Aux deux côtés du Dôme sont deux ovales, dont les peintures sont très riantes. Le retable est peint de même que le plafond : les côtés du retable sont une continuation de l’architecture de l’église en perspective. C’était un plaisir de voir les Chinois s’avancer, pour visiter cette partie de l’église, qu’ils disaient être derrière l’autel : quand ils y étaient arrivés, ils s’arrêtaient, ils reculaient un peu, ils revenaient sur leurs pas, ils y appliquaient les mains, pour découvrir si véritablement il n’y avait ni élévations, ni enfoncements.

L’autel a une juste proportion, et est magnifique, quand il est paré de cette belle argenterie, et de ces somptueux ornements, dont la libéralité de Louis XIV a bien voulu l’enrichir.

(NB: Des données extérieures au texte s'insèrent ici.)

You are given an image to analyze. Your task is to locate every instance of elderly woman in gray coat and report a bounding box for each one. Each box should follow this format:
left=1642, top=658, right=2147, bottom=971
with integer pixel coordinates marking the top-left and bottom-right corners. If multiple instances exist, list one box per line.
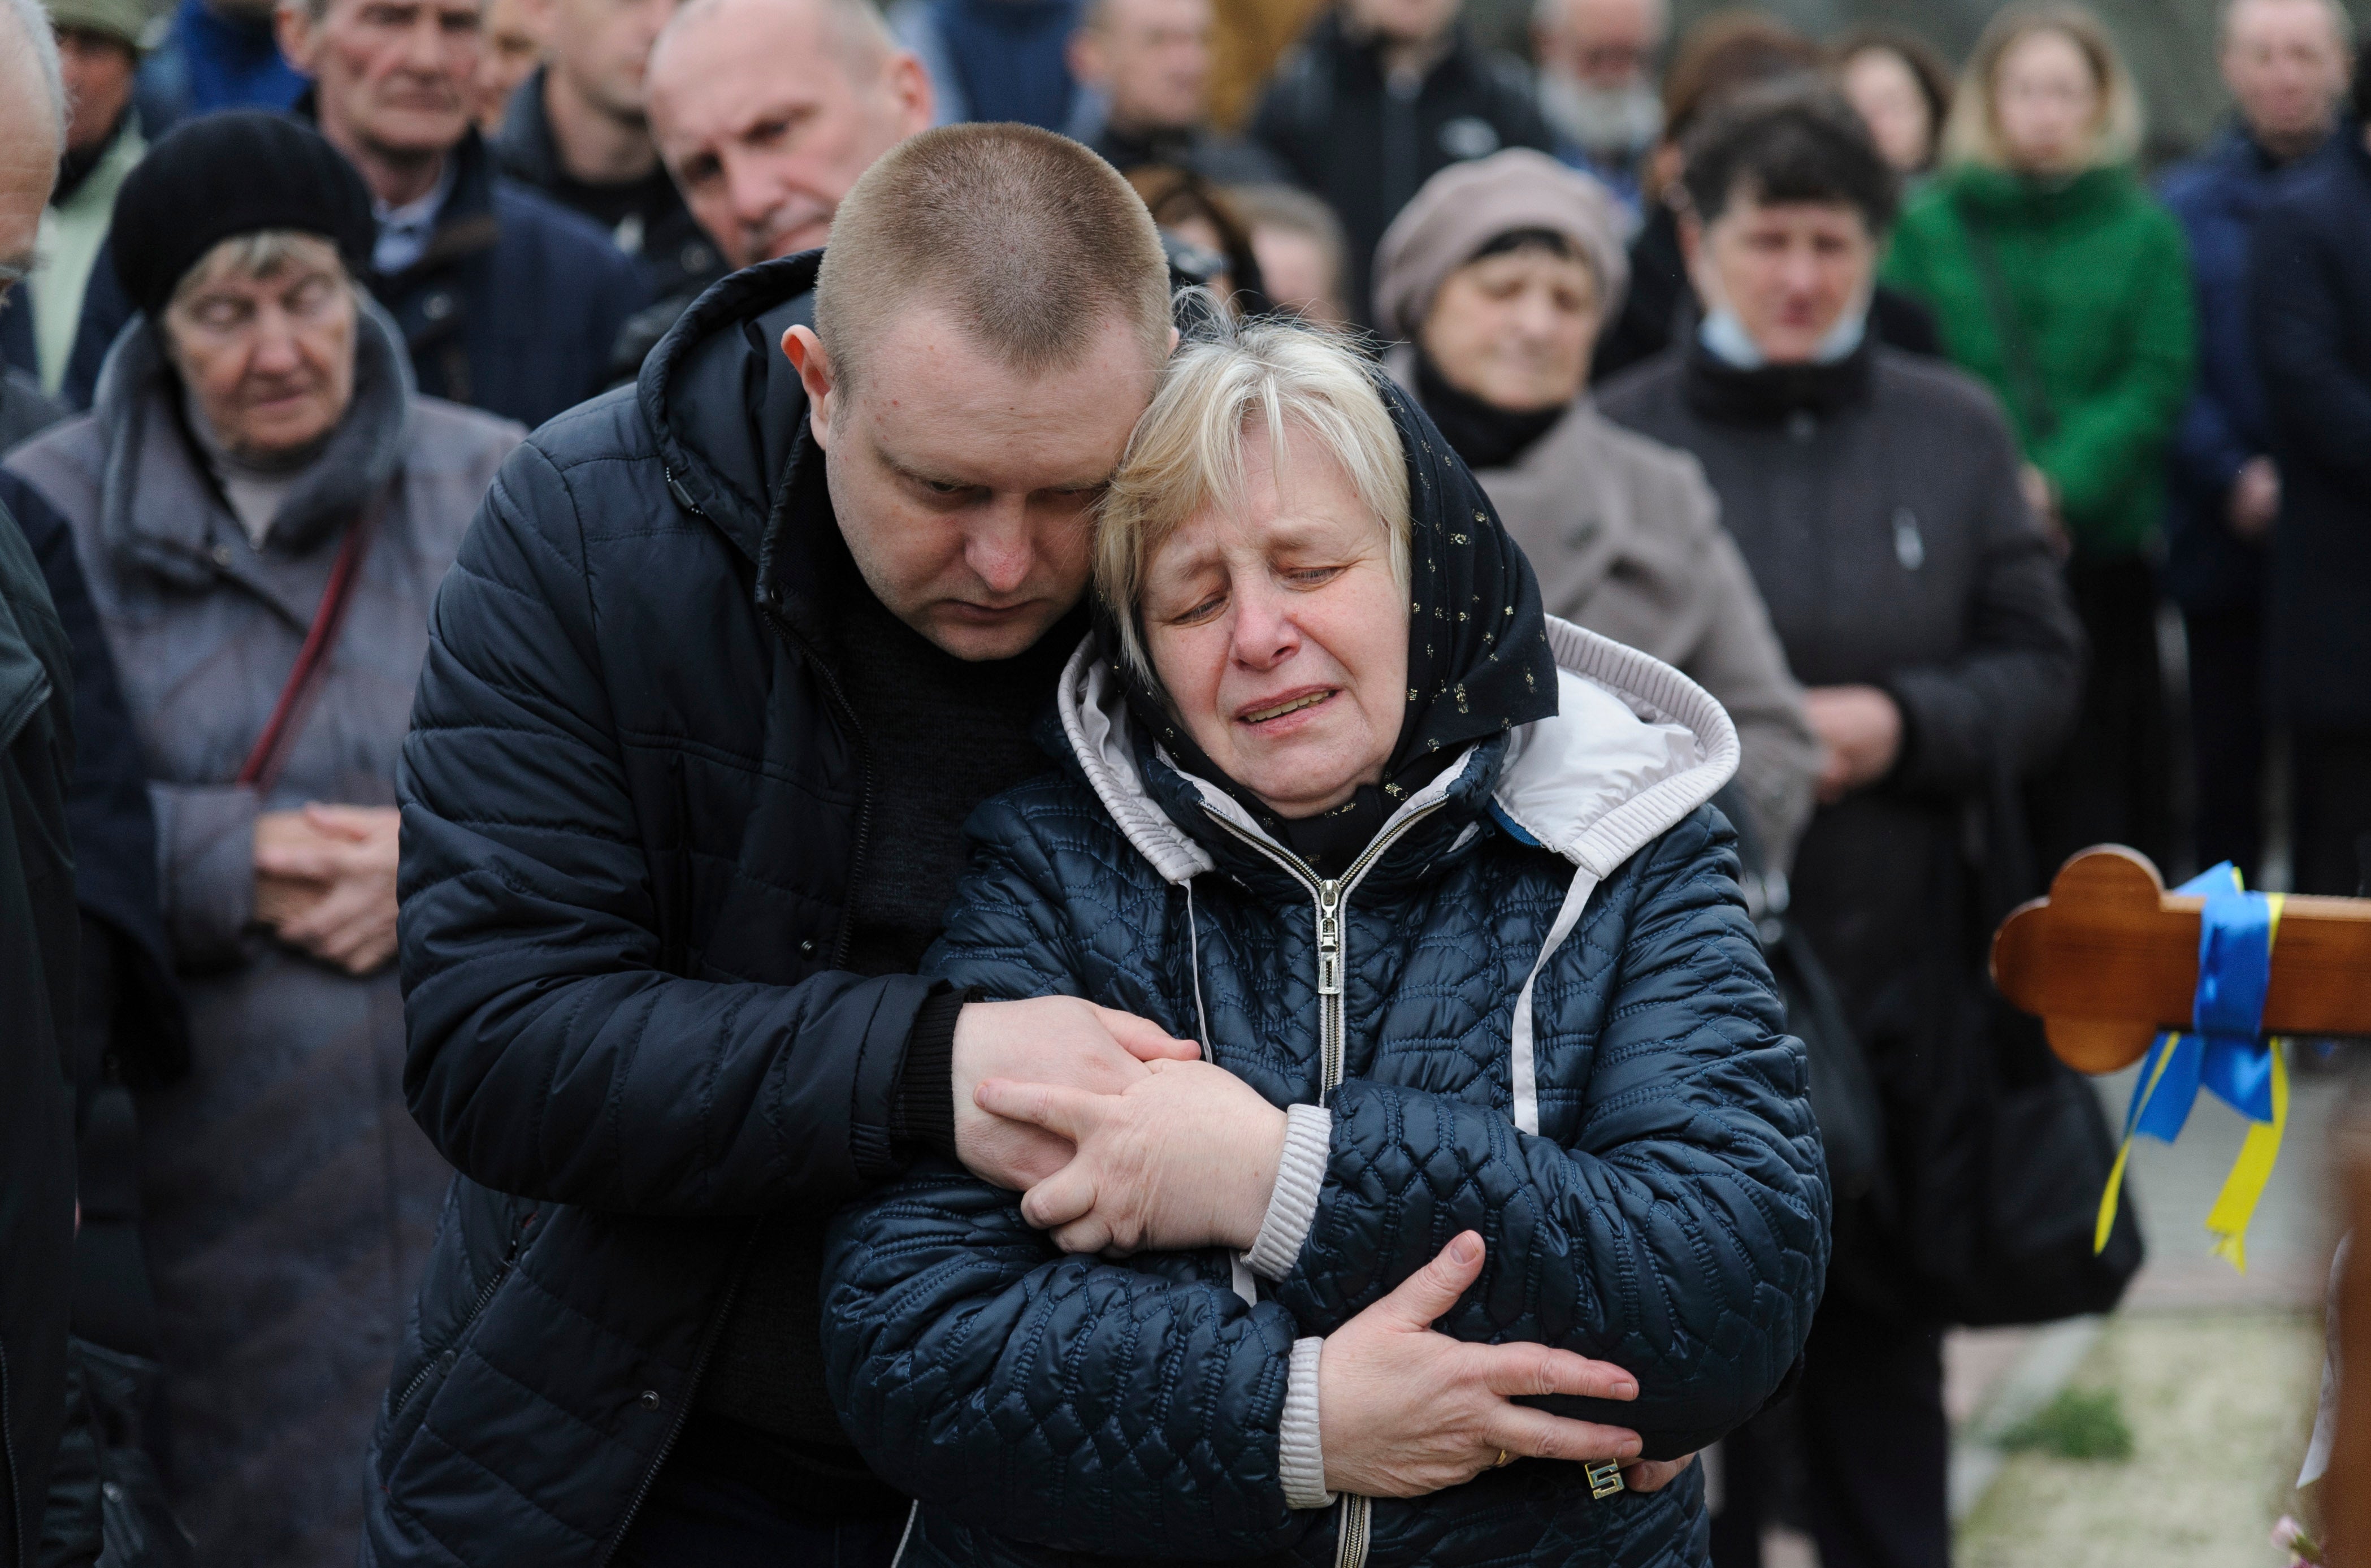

A peine cette église fût-elle achevée, que les censeurs de l’empire, dont les fonctions sont à peu près semblables à celles des censeurs de l’ancienne Rome, représentèrent que l’édifice était trop exhaussé, et que c’était une infraction manifeste des lois. C’est moi qui ai tort, répondit l’empereur ; c’est par mon ordre que les Pères l’ont élevé de la sorte.

Comme les censeurs insistaient, et disaient qu’il fallait envoyer un nouvel ordre de l’abaisser : Que voulez-vous que je fasse, répartit le prince : ces étrangers me rendent tous les jours de très grands services ; je ne sais comment les récompenser ; ils refusent les emplois et les dignités ; ils ne veulent point d’argent, il n’y a que leur religion qui les intéresse ; et c’est par ce seul endroit, que je puis leur faire plaisir : qu’on ne m’en parle plus.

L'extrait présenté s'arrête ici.